(1.) THIS is an appeal against the conviction and sentence of the appellant under Section 395, Penal Code. Briefly, the facts are that there was a dacoity in the house of the complainant Jiten. There were three other inmates in the house, of them P. W. 2 is said to have fainted and P. W. Nos. 3 and 4 were two ladies. P.W. Nos. 6, 7 and 8 are three neighbours who came the next morning some hours later.
(2.) AS the learned Magistrate's order sheet seems to show, he considered that the public prosecutor had good reason to think that P. Ws. Nos. 6, 7 and 8 will not be witnesses of truth, but as the defence wanted them to be tendered for cross -examination, he directed that they should be so tendered, purporting to follow a decision of this Court, and at the same time when calling upon the public prosecutor to do so he gave him an opportunity to cross -examine these witnesses later.
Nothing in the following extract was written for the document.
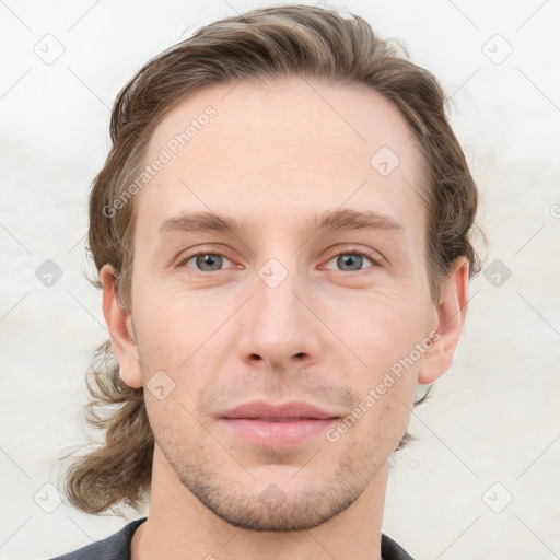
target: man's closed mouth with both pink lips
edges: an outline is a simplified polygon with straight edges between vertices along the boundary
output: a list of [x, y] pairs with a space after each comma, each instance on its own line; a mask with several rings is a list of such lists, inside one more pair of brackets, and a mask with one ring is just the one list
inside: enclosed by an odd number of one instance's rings
[[316, 438], [340, 418], [337, 412], [302, 401], [276, 406], [253, 401], [222, 412], [219, 423], [253, 445], [288, 447]]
(3.) MR . Mukherjee, appearing for the defence, has rightly pointed out that the learned Magistrate could have saved himself all the trouble and the complication he had later created in his charge if he had excluded all this evidence. It is clear that his charge as to how the evidence of hostile witnesses should be valued is not at all happy. What the learned Judge did not notice was that the evidence of these witnesses was really not relevant. To be evidence of corroborative value. "It must be at or about the time of the occurrence" which means that the evidence should be by persons who had heard the occurrence before there was sufficient time for concoction. That is the criterion. The evidence of witnesses who came several hours after the occurrence may be very interesting as village gossip, but is not ordinarily proper evidence over which a Court should spend its time. Such evidence has ordinarily got to be excluded.